DurableStep persists successful step results in PostgreSQL so repeated runs can reuse the stored output instead of re-executing expensive work.

from aksara import DurableStep


step = DurableStep("wf-codegen")


async def generate_code():
    return {"status": "ok", "files": 3}


result = await step.run("generate_code", generate_code)
repeat = await step.run("generate_code", generate_code)

assert result == repeat

Failure and Retry Behavior

Only successful steps are reused. Failed runs are recorded and can be retried.

state = await step.get_state("generate_code")
assert state.status == "completed"

If you need to recompute a successful step anyway, use force=True:

fresh = await step.run("generate_code", generate_code, force=True)

Step Re-entry Rules

The table below summarises what step.run(name, fn) does depending on the current persisted state of the step:

Existing status force=False (default) force=True
No row Execute, cache result Execute, cache result
failed Re-execute, overwrite Re-execute, overwrite
running Raise ConcurrentStepError Execute, overwrite
completed Return cached result Re-execute, overwrite

Concurrent Execution Protection

DurableStep is designed for sequential orchestration: one orchestrator calls steps one after the other.

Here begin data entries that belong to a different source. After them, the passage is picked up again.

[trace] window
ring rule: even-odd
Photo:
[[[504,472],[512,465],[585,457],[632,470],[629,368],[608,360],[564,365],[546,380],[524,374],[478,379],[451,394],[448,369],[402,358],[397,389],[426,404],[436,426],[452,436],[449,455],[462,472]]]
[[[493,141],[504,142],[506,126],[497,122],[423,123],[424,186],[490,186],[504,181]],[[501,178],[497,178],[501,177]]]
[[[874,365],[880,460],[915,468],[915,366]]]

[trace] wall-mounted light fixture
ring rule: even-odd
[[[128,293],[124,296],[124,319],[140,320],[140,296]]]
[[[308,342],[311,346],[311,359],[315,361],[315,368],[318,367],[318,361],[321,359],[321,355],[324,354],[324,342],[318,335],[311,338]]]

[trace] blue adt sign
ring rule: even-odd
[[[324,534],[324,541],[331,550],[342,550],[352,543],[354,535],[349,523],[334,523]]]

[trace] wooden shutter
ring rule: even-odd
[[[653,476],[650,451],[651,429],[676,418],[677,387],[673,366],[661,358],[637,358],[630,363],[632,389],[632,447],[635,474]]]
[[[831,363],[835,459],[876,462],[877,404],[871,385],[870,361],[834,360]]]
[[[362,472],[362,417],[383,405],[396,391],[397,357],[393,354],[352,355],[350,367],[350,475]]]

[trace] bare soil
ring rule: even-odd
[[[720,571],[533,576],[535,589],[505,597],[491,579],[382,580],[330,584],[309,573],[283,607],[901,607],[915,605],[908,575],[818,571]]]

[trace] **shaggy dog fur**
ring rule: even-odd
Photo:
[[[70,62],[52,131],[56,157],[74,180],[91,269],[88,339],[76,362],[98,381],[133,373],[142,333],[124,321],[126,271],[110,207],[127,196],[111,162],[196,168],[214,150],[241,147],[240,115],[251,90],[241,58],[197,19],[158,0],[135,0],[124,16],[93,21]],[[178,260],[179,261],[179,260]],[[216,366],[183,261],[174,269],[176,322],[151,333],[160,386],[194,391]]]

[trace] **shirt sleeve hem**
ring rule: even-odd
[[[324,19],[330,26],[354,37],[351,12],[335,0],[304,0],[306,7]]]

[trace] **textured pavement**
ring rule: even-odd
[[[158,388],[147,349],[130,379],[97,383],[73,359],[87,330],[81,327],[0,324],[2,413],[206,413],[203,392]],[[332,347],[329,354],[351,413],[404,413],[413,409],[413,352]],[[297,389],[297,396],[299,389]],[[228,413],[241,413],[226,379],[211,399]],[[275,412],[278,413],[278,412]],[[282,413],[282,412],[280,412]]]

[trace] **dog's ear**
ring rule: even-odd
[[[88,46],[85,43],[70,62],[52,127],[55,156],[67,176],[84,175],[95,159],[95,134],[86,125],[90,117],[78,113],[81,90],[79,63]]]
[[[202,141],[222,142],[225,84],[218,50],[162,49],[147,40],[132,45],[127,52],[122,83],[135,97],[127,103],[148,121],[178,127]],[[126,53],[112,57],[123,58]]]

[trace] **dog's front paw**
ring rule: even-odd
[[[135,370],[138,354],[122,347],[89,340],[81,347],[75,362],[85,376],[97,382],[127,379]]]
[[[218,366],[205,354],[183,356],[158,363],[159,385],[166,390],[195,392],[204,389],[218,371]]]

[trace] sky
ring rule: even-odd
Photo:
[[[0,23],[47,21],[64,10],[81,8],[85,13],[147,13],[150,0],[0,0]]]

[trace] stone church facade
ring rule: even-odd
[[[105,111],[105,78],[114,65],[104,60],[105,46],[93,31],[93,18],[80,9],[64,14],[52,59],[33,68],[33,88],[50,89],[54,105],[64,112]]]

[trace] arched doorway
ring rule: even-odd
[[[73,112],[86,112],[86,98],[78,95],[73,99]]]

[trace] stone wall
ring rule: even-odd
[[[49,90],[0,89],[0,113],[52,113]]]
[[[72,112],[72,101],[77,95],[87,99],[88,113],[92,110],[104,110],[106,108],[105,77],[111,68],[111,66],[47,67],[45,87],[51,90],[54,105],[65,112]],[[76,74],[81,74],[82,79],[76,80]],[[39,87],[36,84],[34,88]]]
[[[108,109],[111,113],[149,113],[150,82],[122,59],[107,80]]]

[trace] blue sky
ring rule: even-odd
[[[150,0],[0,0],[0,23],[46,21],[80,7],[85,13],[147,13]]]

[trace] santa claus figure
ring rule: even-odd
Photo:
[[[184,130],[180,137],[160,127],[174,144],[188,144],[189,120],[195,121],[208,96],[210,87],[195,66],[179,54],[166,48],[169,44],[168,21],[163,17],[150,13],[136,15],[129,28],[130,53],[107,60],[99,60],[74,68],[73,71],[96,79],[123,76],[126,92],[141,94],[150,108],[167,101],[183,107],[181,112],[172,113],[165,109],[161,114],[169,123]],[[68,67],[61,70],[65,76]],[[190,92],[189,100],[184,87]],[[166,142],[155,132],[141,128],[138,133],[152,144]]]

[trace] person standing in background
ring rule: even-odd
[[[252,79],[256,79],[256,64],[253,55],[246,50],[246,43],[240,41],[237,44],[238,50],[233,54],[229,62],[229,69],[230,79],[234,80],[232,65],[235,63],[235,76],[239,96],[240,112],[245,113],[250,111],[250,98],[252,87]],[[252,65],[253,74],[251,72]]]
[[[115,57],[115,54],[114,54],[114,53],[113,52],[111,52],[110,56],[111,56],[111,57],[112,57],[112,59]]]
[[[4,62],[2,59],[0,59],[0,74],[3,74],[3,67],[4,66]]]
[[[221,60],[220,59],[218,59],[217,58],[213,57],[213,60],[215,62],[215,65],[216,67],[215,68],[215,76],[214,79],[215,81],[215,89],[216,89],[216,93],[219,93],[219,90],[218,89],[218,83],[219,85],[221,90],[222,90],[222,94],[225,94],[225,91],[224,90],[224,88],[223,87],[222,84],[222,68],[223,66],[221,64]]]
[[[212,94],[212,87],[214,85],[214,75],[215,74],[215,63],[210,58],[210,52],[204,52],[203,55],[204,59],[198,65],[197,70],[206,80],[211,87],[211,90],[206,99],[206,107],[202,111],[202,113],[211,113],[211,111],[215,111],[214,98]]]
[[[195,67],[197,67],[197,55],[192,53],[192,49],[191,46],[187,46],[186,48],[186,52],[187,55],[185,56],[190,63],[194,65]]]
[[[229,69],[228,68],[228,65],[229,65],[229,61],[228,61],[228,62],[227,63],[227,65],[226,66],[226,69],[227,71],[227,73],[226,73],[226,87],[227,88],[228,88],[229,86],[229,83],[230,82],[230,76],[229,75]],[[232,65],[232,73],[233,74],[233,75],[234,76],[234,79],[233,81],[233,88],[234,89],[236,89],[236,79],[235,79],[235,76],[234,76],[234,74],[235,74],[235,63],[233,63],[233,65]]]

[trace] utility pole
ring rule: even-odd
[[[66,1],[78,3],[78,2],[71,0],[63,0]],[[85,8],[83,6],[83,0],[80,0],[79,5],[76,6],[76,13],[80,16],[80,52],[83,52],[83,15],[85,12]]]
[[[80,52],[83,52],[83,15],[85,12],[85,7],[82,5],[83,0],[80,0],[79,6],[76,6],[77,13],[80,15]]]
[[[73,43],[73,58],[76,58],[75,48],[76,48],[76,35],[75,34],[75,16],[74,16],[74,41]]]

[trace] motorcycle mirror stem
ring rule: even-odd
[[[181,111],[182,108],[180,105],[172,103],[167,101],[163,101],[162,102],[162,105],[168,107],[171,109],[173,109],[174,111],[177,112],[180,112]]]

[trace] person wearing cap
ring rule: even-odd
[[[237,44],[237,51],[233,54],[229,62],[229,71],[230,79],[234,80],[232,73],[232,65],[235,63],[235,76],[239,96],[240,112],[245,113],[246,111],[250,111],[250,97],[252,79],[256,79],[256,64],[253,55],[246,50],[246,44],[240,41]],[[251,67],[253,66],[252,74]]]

Calling the same step from two concurrent tasks at the same time is detected atomically (via INSERT … ON CONFLICT DO UPDATE … WHERE status = 'failed') and raises ConcurrentStepError on the losing caller rather than silently double-executing:

from aksara.workflows import ConcurrentStepError

try:
    result = await step.run("send_invoice", generate_invoice)
except ConcurrentStepError:
    # Another caller already holds this step.
    # Wait and re-read, or surface the error upstream.
    ...

If the winning caller completes before the loser re-reads, the loser transparently returns the cached result instead of raising.

Result Format

By default, durable results must be JSON-serializable. Common values like:

  • dictionaries and lists
  • strings, numbers, and booleans
  • UUIDs and datetimes
  • dataclasses and Pydantic models

are normalized automatically before being persisted.

If you need a different encoding strategy, pass custom serializer and deserializer callables when constructing DurableStep:

import pickle, base64

step = DurableStep(
    "wf-ml-pipeline",
    serializer=lambda v: base64.b64encode(pickle.dumps(v)).decode(),
    deserializer=lambda v: pickle.loads(base64.b64decode(v)),
)

Clearing Step State

await step.clear("generate_code")   # clear one step
await step.clear()                  # clear all steps for this workflow_id

Operational Notes

  • ContentType rows are synced on app startup and cached in memory for fast resolution.
  • DurableStep creates aksara_durable_state lazily on first use.
  • The step claim is atomic — INSERT … ON CONFLICT DO UPDATE … WHERE — so concurrent callers never both execute the same step.
  • Both features rely on PostgreSQL-managed internal tables, so no extra service is required.